Friday, March 20, 2020

A mystery with bright ideas

The cover of Midnight at the Bright Ideas Bookstore by Matthew Sullivan (2017) raises questions even before one opens the book. In the color coding used by publishers of paperbacks, a black cover suggests dark subject matter — horror stories, for example, or novels about mass murderers. Yet over the black background on Sullivan's novel are brightly-colored books that carry the title, which itself hints at something much lighter. So which will it be?

Sullivan answers the question on page four when Lydia Smith, who works at the Bright Ideas Bookshop in Denver, discovers the body of Joey Molina, a young man who had spent most of each day hanging out in the shop. Now he is literally hanging in the bookstore, dead by suicide. Not much less shocking than discovering the body is a photograph of herself, taken at a childhood birthday party, that she finds in his pocket. How did Joey get that photo, which she doesn't remember ever seeing before, and why would he have it in his pocket?

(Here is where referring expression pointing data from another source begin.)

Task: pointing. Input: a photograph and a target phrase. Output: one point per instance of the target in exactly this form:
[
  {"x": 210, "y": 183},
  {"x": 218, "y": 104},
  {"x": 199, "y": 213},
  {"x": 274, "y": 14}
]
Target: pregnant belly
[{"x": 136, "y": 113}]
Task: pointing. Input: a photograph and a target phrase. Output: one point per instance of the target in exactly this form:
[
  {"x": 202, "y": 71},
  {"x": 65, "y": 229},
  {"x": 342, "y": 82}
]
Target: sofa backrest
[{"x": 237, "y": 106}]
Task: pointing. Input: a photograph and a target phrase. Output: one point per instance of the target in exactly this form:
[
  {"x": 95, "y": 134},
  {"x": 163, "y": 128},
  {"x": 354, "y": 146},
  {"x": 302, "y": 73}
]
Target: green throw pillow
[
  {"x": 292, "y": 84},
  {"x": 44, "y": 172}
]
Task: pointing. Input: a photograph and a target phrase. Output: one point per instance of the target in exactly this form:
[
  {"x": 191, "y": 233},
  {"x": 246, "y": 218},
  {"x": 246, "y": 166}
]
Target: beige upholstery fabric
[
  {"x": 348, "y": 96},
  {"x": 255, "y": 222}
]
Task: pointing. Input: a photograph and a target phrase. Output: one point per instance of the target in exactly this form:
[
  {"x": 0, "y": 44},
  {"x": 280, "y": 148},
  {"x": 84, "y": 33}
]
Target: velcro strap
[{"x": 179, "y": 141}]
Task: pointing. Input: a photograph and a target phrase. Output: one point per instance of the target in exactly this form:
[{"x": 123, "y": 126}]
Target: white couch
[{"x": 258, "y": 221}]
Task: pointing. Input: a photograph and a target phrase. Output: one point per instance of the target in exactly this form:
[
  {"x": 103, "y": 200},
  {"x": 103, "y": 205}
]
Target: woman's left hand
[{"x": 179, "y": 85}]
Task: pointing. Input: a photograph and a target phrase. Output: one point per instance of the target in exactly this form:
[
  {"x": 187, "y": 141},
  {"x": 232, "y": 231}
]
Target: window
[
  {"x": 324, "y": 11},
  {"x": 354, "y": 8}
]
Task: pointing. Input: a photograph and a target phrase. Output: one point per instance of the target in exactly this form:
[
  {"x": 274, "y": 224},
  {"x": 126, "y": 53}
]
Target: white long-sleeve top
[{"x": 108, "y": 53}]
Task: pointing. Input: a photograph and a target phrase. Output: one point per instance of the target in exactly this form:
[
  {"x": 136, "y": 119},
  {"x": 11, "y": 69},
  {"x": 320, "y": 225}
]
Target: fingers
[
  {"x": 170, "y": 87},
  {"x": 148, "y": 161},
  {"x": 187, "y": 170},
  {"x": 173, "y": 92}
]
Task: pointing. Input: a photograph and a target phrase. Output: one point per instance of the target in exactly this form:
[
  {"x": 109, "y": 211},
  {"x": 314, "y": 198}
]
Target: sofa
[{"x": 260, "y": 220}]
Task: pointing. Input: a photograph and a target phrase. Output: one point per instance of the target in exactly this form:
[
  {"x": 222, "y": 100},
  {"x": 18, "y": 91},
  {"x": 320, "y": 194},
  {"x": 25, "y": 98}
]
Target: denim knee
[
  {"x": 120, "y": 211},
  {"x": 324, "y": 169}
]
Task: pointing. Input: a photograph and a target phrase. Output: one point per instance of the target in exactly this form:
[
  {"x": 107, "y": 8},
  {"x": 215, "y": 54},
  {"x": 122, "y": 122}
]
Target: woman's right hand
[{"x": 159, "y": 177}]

This outstanding mystery novel reminds me a bit of Carolyn Pankhurst's The Nobodies Album, in which a woman trying to understand how her son, a rock star, could possibly be a murderer discovers the real murderer. Sullivan, too, comes at the murder mystery sideways. Lydia just wants to understand Joey and that photo in his pocket. Along the way she identifies a killer.

No, Joey really kills himself. The murders in question happened years before when Lydia was a little girl at a sleepover at a friend's house. During the night someone entered the house and killed every member of the family with a hammer, while Lydia hid under the kitchen sink. Her own father has always been the prime suspect in the case, but there has never been sufficient evidence to arrest him. Now he lives alone in rural Colorado, and Lydia has avoided him for years. But perhaps he can explain that mysterious photograph, since he is probably the one who took it.

And so Lydia Smith solves a big mystery while trying to solve a smaller one. The two mysteries, it turns out, are connected in surprising ways, and both keep us guessing most of the way. (You will probably discover the murderer a few pages before she does.)

Sullivan's novel is as original as any mystery you are likely to find. I recommend it highly.